Our process of validating and shortlisting a myriad of clinical needs for a better healthcare service provision.
After having an intensive one-week workshop to understand the Stanford Biodesign methodology and how to implement it, we started our Clinical Immersion experience, which took six weeks in the Medical Informatics department at 57357 Hospital. It is a cross-cutting department, responsible for the implementation, maintenance, and support of the health informatics system (HIS), Enterprise resource planning (ERP), Patient portals, and other homegrown software that serves patients and other stakeholders.
We were lucky to be immersed in this department; it serves nearly every stakeholder in the hospital which enabled us to go everywhere inside the hospital and talk with everyone to hear more about their needs, pain, and thoughts.
We gathered a lot of observations and needs – to be precise: 985 observations and 234 Needs. Then, we faced a new challenge: We had tons of Data, but we needed to know which of them is desirable, viable, and feasible.
So, it was time to move to a more critical and analytical mindset. We went through a complicated process that was guided with the Biodesign process and we were able to build around it our own tactics to identify the valuable needs, which was a blend of qualitative and quantitative measures.

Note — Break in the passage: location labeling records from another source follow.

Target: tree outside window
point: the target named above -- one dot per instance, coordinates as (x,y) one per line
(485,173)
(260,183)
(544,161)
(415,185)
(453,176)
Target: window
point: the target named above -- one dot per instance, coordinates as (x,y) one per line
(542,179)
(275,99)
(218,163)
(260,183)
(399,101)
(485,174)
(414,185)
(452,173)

Working in a multidisciplinary team had a great impact; there was always someone that either has the answer or at least has the basic knowledge that he can with some research build on to find the answer from his perspective. To make use of that and assure that each one of the team gives his opinion about each need, by the end of each stage the ranking was a collective process, each member makes a quick pitch for the needs assigned to him and advocate for his ranking and afterward the rest of the team start building their own ranking.
Our need screening process was divided into 4 stages:
Our goal was to go from 234 to 120 needs we did so by applying the following.
- eliminating replications
- merging the needs that can fit together.
- and rewriting the needs to make sure they are clear and to the point.
To go from 120 to 80 needs we started by doing a quick high-level research on each one of them to build basic perception and start grading and ranking them according to their feasibility, desirability, and viability.
To go from 80 to 50 needs – the time for digging deeper by doing more in-depth research and identify more specific criteria about them like
- identifying the impact on the patient, the caregiver, and the clinical team.
- how much each of them is technologically and regulatory globally and locally feasible.
- identify how much local and global market size and spending.
- not only that but we didn’t forget about adding criteria that reflect how much each one of the team would be excited to work on each of those needs.
Fourth and Final stage
To go from 50 to the top 20 needs and identify the topmost 3 or we call it 1+2) that we should start working on for the next stages. Our approach to making sure that the needs were carefully examined, we did intensive cross research; Each one was doing intensive research for needs that were examined by another member in earlier stages to make sure the results are correct, covered in more depth, and not biased, then reranking took place according to the new inputs.
Now, we know what matters the most and it’s our turn to channel all our power, experience, and knowledge to do something that might relieve some of the pain people are suffering and are willing to do it.